Ei, gente, está bem? meus amigos são Anna Paula, trabalho como coordenadora em clínica Emagrecentro Jabaquara, o maior Centro de Emagrecimento e Estética do Brasil. Eu sou mãe e guru da aptidão no meu tempo livre. Tenho uma vida muito saudável e tem como missão transformar vidas! este site é feito para você, aproveite…Hoje nos referimos a vamos aprender o que é a obesidade e as suas alterações metabólicas, até mais. ?

Na obesidade há uma tendência exagerada do corpo para armazenar reservas de energia. Estes são armazenados na forma de gordura porque é a forma mais econômica – fornece mais calorias por unidade de peso do que qualquer outro substrato energético – e mais confortável – ocupa menos espaço e pesa menos, pois os lípidos não precisam de água para serem armazenados.
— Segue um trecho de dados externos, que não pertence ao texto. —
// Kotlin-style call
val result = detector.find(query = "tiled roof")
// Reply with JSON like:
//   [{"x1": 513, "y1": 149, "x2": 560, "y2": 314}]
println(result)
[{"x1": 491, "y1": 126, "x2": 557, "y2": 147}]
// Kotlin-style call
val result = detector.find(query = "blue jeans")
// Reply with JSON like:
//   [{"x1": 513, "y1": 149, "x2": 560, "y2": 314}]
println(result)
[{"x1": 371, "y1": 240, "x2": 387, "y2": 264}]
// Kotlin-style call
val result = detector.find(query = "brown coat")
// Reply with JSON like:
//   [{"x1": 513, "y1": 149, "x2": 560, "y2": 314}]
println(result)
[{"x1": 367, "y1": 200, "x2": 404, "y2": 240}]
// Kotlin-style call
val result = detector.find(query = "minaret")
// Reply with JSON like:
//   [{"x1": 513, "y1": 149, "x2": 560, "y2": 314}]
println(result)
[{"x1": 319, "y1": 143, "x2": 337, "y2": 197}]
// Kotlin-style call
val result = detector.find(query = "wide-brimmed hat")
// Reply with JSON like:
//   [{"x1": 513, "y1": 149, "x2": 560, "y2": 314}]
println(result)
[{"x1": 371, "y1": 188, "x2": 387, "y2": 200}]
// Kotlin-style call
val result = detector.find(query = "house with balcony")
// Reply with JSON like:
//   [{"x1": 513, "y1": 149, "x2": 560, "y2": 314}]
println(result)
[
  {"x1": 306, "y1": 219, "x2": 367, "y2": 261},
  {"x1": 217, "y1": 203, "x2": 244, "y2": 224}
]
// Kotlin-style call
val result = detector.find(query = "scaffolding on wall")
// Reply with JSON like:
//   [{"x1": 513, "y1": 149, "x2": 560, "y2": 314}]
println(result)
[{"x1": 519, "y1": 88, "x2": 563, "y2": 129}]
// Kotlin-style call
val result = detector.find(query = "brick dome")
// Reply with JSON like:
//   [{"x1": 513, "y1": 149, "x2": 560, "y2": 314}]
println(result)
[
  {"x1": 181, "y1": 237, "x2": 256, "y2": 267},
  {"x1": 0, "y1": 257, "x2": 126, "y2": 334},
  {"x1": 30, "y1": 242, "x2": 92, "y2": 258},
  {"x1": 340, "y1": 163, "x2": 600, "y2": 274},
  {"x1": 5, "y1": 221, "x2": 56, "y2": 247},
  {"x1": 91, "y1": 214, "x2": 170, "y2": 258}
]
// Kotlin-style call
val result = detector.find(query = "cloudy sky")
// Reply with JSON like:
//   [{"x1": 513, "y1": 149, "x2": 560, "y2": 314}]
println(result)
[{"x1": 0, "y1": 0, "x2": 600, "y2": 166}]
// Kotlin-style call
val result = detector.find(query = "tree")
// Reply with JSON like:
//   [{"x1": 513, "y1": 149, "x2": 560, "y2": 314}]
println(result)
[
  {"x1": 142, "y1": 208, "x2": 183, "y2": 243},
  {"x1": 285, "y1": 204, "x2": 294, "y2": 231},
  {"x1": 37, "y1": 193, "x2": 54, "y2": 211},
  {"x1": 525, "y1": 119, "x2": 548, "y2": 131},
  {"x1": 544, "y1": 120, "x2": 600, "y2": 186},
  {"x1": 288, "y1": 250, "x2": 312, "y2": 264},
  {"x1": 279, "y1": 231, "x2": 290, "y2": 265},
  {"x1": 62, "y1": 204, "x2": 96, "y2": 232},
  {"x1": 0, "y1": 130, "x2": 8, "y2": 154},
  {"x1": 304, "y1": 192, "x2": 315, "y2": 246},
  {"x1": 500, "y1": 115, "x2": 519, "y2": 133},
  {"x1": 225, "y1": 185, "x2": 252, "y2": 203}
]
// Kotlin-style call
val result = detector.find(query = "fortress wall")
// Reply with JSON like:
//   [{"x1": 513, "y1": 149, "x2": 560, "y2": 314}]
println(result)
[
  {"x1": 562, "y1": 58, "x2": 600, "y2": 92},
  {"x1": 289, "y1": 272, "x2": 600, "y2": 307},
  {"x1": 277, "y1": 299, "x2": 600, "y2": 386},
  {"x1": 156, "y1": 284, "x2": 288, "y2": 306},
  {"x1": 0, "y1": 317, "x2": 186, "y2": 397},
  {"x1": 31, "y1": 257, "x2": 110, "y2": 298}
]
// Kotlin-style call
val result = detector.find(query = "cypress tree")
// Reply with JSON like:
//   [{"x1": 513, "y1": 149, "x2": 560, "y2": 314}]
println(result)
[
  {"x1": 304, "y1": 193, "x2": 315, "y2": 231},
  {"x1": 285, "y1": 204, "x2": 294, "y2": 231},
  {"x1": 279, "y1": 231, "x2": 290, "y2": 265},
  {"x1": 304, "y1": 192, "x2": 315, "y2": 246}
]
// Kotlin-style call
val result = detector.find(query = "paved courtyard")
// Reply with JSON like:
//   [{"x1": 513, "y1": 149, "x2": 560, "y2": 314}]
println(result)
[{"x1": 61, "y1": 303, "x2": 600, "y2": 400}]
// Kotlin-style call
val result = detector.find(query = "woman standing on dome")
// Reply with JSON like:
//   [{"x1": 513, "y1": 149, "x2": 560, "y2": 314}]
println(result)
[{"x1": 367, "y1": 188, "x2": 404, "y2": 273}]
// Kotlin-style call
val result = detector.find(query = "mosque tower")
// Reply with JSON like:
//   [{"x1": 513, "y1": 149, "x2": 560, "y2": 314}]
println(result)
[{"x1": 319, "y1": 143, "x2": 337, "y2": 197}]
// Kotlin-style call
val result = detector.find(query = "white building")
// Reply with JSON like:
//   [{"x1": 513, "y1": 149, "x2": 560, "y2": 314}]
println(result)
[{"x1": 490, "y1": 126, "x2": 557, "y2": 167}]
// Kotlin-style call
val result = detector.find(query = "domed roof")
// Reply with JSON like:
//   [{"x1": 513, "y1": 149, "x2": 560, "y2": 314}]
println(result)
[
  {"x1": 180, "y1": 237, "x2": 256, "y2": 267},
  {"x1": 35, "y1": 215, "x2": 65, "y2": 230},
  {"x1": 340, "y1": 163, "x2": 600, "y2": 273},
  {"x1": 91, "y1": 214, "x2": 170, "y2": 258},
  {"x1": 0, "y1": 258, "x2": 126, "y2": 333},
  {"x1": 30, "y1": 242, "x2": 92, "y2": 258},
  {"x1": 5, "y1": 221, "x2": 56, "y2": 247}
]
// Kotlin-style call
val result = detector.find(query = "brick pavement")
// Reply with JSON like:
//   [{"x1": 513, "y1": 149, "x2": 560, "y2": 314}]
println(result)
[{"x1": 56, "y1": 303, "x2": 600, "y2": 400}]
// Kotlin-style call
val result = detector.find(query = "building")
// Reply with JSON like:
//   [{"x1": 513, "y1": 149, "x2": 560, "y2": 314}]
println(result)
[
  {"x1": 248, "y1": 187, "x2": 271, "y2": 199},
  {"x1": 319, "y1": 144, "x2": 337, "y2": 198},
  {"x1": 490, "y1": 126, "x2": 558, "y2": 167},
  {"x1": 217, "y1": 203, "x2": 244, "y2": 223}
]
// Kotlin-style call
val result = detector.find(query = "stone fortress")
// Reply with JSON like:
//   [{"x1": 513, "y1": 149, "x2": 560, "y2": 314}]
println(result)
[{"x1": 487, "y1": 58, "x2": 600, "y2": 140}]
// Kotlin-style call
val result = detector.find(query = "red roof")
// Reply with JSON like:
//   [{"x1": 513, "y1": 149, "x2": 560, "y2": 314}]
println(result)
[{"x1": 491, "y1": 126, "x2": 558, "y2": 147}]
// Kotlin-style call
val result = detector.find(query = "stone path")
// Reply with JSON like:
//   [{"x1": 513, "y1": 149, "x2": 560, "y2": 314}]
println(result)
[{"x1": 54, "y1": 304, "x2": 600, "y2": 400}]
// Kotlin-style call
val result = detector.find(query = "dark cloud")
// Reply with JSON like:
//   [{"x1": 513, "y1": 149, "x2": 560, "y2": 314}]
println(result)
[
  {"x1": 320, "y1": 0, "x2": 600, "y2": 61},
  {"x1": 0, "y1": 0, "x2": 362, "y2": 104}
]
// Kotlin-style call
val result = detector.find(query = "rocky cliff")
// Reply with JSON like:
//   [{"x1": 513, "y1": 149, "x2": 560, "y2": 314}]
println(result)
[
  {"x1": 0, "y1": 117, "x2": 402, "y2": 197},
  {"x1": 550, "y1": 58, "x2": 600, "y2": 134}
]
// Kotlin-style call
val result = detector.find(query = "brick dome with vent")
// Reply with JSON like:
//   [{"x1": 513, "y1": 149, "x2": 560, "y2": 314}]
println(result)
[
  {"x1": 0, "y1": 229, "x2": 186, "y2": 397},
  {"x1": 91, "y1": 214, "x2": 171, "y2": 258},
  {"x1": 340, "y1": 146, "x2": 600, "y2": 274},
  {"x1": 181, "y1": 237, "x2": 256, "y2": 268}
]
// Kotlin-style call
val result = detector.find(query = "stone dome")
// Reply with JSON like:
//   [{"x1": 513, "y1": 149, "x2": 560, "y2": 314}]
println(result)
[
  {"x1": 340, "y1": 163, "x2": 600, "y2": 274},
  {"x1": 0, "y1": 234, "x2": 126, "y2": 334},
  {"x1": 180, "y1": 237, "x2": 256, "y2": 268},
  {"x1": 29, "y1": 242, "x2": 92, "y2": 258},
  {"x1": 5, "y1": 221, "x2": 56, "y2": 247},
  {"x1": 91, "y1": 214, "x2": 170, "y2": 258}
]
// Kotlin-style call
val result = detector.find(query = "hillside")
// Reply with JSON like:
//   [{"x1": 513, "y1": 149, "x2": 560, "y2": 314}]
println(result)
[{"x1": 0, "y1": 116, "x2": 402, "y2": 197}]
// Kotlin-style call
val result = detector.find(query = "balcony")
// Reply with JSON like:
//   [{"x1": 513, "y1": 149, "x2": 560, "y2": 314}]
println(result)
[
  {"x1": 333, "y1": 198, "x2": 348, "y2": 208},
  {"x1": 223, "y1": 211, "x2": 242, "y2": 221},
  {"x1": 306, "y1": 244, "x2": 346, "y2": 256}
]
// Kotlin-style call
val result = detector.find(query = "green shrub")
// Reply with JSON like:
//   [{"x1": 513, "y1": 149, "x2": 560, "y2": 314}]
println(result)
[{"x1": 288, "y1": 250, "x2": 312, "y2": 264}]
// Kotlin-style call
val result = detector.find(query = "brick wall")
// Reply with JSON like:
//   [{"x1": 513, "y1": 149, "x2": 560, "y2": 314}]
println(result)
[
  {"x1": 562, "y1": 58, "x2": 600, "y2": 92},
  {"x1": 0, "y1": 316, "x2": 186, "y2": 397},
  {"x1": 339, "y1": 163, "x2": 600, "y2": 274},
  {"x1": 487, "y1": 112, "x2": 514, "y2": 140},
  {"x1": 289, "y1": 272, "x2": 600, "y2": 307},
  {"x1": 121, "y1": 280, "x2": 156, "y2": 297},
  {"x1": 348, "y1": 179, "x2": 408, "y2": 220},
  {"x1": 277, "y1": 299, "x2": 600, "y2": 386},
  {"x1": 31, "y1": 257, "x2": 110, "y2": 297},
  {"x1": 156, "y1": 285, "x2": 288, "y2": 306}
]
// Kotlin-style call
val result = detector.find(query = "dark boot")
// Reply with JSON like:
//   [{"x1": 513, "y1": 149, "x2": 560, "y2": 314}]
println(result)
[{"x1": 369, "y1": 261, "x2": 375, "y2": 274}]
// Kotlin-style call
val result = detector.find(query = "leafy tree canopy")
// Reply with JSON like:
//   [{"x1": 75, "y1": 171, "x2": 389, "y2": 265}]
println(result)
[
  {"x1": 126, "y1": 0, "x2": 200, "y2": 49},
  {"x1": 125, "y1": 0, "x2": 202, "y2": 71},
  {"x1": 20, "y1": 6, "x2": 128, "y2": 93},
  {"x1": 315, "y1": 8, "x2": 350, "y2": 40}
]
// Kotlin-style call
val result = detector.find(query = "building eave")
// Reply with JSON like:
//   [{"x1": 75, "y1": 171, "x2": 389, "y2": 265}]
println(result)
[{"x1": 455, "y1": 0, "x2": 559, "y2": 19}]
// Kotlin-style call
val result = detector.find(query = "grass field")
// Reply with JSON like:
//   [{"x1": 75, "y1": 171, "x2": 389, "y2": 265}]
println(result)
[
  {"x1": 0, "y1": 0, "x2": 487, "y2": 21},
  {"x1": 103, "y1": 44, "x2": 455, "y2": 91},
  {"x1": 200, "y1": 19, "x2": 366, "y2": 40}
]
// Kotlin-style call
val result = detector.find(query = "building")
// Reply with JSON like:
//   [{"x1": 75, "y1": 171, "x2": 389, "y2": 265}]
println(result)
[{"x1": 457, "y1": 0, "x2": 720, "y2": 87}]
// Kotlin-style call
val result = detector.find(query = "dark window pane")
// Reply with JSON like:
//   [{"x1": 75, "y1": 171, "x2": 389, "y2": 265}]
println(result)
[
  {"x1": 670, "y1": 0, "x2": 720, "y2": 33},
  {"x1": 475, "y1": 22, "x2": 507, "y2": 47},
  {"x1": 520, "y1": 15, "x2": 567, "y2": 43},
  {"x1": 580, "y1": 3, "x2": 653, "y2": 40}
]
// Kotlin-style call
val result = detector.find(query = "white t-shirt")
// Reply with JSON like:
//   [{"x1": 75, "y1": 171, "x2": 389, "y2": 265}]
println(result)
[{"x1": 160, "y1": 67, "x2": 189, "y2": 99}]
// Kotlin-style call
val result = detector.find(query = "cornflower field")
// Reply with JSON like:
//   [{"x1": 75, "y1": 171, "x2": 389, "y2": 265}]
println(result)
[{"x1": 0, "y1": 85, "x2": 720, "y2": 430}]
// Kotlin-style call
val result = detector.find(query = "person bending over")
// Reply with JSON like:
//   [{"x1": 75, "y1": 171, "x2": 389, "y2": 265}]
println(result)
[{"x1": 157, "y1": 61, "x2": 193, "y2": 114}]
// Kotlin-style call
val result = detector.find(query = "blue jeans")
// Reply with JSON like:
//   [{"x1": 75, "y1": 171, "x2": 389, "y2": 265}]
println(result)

O organismo pode armazenar lípidos de lípidos dietéticos ou sintetizados a partir de outros substratos dietéticos, como hidratos de carbono e proteínas. Os sistemas metabólicos dos organismos animais permitem a interligação de alguns princípios imediatos noutros, excepto no caso dos ácidos gordos que não podem ser reconvertidos em proteínas ou hidratos de carbono.

Normalmente, quando a quantidade de proteínas e carboidratos ingeridos excede as necessidades imediatas, uma parte deles torna-se gorda, preservando assim a capacidade energética destes substratos.

Na obesidade há uma tendência a favorecer vias metabólicas que permitam a síntese de lipídios de outros substratos e seu armazenamento, para que haja uma série de alterações no metabolismo dos princípios imediatos ou metabolismo intermediário.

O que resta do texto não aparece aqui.